Introducing the Business Rules Engine

Rather than exposing Drools directly to the rest of the pricing platform, we created an internal layer we called the Business Rules Engine.

The goal was simple. The pricing platform should ask for decisions. It should not care how those decisions were evaluated.

RuleRequest request =
    RuleRequest.builder()
        .market("DE")
        .provider("rail")
        .currency("EUR")
        .daysBeforeDeparture(5)
        .build();

RuleResult result =
    businessRulesEngine.evaluate(request);

Notice what is missing. No Drools API. No Drools session. No Drools-specific concepts leaking into pricing code.

The signature of evaluate is the signature of the business capability. Whatever we put underneath has to honour it.

Rules became business assets

One unexpected consequence of the abstraction was that rules stopped looking like code. They started looking like business assets.

id: short_lead_time_markup
owner: pricing-team
reason: Increase revenue on short lead-time bookings
metric: revenue_per_search
status: experiment
expires_at: 2024-01-31

Instead of asking where the code was, people started asking who owned the rule and why it existed. That shift in question is the whole point of the boundary.

The unexpected benefits

Once the abstraction held, four benefits showed up that we hadn’t designed for.

Better testing

The pricing platform could be tested without standing up a Drools session. Tests talked to the Business Rules Engine interface and mocked the engine underneath. Unit tests stayed fast. Integration tests stayed honest.

Easier simulations

Because the engine accepted requests independent of any product flow, we could replay history through it.

Simulating revenue impact without booking anything

🔄 Rendering PlantUML diagram...

Feed the last 30 days of searches into the BRE with a candidate rule enabled, compare outputs against the baseline, and you have a credible estimate of impact without exposing a single customer.

Safer future changes

Replacing the underlying engine became possible. Not easy. But possible. That alone was worth the cost of the boundary, because every engine we evaluated had a roadmap we did not control.

Faster onboarding

New engineers learned pricing concepts first. Not Drools internals first. The boundary was a teaching tool as much as a technical one.

The abstraction leak we constantly fought

Every abstraction leaks eventually.

Drools had powerful features. Sometimes teams wanted to use them directly. That created tension. Should the Business Rules Engine expose those capabilities, or should it remain independent?

That struggle forced us to think carefully about which capabilities belonged to pricing and which belonged to Drools. The answer was usually unsatisfying in the moment and right in the long run: if a feature only made sense in Drools terms, it didn’t belong on the BRE interface. If it expressed a business decision, it did.
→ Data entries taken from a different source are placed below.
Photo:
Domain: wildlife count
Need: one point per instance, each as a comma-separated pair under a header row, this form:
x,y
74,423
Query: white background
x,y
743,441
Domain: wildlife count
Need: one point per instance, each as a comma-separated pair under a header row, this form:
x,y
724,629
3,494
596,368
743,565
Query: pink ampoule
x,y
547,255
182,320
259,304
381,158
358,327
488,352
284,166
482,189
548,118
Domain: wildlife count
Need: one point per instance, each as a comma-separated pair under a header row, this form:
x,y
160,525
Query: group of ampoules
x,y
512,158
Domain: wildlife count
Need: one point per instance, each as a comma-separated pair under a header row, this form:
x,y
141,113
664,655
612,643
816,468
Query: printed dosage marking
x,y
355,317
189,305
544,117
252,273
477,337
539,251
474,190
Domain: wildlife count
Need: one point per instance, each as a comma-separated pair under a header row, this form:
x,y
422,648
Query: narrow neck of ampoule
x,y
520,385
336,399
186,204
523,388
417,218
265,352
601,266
The boundary held because we kept defending it.

What I learned

Looking back, Drools wasn’t the decision that aged best. The decision that aged best was refusing to let our pricing platform depend directly on it.
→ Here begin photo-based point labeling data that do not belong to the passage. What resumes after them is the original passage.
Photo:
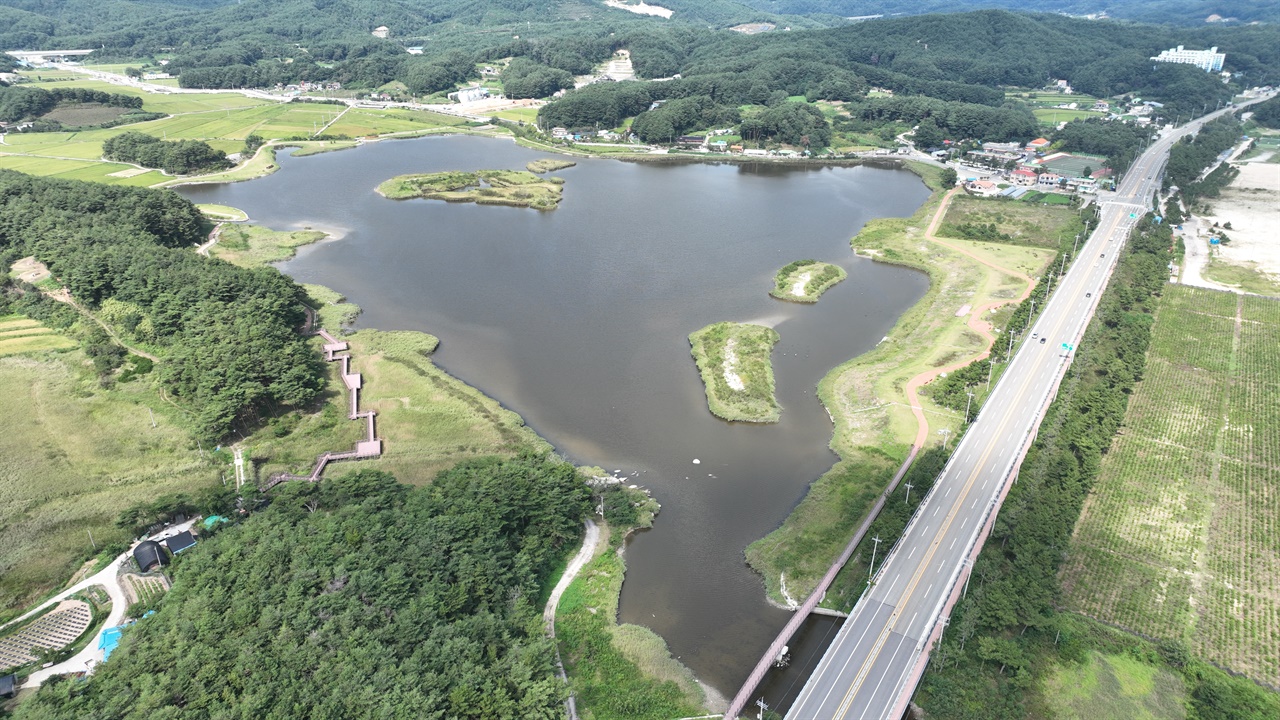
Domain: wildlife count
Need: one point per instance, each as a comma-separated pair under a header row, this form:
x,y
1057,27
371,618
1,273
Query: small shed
x,y
150,555
179,542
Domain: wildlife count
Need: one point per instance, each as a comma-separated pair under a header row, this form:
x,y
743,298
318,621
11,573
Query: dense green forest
x,y
174,156
28,103
1006,632
356,597
227,336
1182,12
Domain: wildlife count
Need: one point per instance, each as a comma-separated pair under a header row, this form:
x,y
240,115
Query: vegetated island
x,y
548,165
804,281
520,188
734,360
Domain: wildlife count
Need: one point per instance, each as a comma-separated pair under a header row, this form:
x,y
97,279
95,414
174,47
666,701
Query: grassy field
x,y
222,212
1178,538
809,277
734,361
1114,687
1248,277
74,456
23,335
865,396
222,119
1019,222
1055,115
250,246
618,671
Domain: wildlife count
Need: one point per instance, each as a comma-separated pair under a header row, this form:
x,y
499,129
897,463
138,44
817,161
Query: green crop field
x,y
74,458
222,119
1179,538
1023,223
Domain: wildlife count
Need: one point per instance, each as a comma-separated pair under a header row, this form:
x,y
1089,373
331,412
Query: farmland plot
x,y
1180,537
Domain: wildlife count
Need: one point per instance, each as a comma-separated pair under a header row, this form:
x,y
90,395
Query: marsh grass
x,y
822,277
519,188
755,402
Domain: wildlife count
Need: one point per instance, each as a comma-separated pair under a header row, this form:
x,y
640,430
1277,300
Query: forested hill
x,y
225,336
1176,12
356,597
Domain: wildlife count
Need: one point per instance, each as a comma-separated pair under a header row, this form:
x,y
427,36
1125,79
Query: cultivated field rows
x,y
1180,537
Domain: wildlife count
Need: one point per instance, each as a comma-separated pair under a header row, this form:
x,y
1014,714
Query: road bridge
x,y
873,665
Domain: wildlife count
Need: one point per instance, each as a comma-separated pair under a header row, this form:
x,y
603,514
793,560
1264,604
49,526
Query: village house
x,y
1023,177
982,188
1048,181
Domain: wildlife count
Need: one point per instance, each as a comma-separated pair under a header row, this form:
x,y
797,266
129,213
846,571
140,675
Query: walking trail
x,y
977,320
589,543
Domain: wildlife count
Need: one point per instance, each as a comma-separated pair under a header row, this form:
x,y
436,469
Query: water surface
x,y
579,319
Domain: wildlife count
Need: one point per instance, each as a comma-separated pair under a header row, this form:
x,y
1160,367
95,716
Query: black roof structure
x,y
150,555
179,542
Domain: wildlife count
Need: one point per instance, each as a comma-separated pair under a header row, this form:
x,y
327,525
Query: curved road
x,y
872,666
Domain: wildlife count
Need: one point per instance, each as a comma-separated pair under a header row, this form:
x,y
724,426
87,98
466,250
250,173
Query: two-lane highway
x,y
872,666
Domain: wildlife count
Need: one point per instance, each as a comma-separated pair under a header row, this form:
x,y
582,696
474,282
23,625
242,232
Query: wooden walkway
x,y
368,447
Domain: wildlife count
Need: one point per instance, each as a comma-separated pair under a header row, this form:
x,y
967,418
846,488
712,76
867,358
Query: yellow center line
x,y
924,563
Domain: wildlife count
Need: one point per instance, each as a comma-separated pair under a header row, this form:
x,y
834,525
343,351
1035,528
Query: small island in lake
x,y
734,360
548,165
804,281
520,188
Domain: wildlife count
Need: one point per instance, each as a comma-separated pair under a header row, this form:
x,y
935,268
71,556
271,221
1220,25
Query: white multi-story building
x,y
1208,60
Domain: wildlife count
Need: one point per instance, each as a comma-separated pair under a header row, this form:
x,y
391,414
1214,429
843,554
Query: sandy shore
x,y
1251,204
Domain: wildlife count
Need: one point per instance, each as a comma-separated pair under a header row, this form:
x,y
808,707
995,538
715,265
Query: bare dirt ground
x,y
1252,205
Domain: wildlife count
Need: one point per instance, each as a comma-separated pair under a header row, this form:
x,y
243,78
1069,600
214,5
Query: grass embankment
x,y
873,422
1193,556
734,361
804,281
618,671
548,165
76,456
519,188
251,246
223,213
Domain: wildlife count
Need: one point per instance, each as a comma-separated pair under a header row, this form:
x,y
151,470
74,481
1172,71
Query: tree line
x,y
356,597
18,103
227,336
174,156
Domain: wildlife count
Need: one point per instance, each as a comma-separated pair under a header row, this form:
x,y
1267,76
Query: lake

Technologies change. Business capabilities survive much longer.

The Business Rules Engine allowed us to focus on pricing decisions instead of implementation details. It created a stable boundary. And stable boundaries are often more valuable than perfect technologies.

Closing reflection

Eventually we realized we were no longer building pricing features. We were building pricing capabilities.
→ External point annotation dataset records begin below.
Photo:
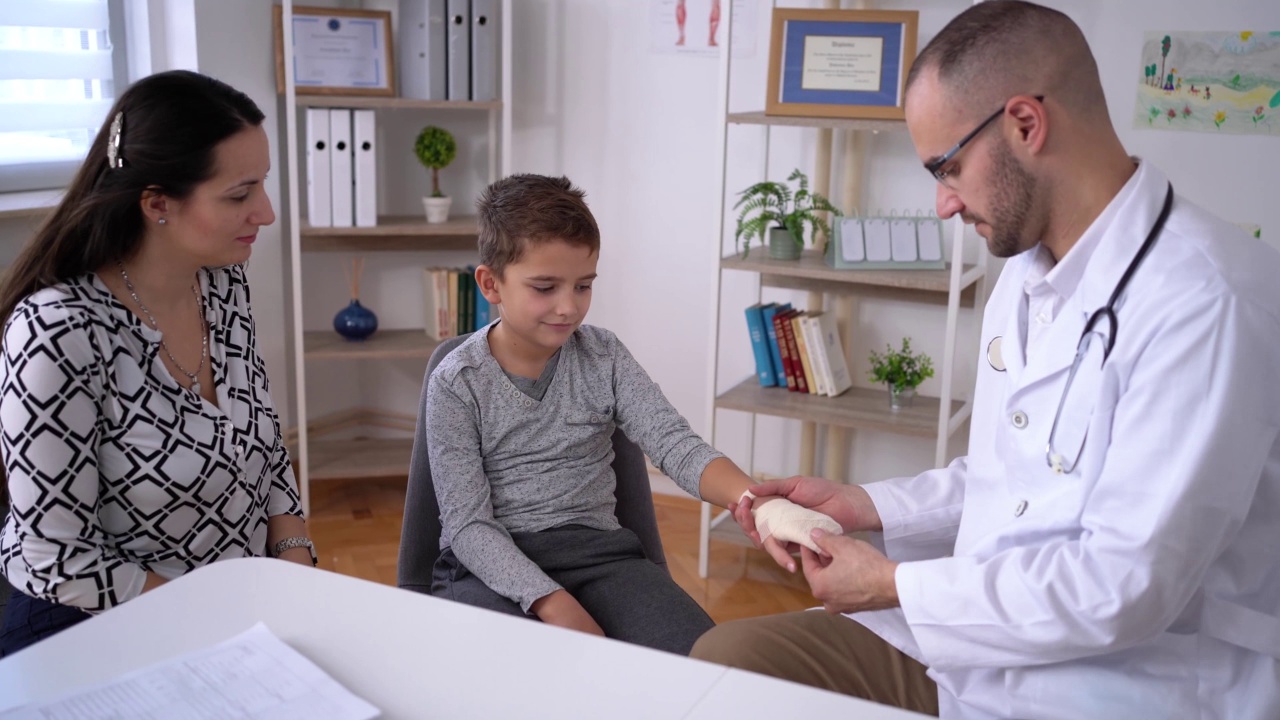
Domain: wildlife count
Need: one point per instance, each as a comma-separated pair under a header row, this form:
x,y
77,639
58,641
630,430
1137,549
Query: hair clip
x,y
113,142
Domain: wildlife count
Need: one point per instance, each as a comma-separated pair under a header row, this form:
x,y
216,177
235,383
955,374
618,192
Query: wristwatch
x,y
288,543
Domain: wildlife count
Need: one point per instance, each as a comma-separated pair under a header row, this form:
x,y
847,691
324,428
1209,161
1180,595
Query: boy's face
x,y
545,295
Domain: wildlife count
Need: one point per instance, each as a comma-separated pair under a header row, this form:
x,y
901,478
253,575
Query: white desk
x,y
410,655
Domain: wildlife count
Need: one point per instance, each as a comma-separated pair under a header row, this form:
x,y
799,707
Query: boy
x,y
519,423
Rules could be created. Rules could be simulated. Rules could be explained. Rules could be measured. Rules could be retired.

That realization changed how we thought about ownership. It changed how we thought about experimentation. And it changed how we thought about pricing itself.

Pricing was no longer behaving like a feature. It was behaving like a product.

If you’re about to introduce a rule engine into a working system, the question worth asking isn’t “which engine should we pick?”. It’s “what business capability does our team need to keep owning twenty deploys from now, regardless of which engine sits underneath?”

The engine is replaceable. The capability is the boundary.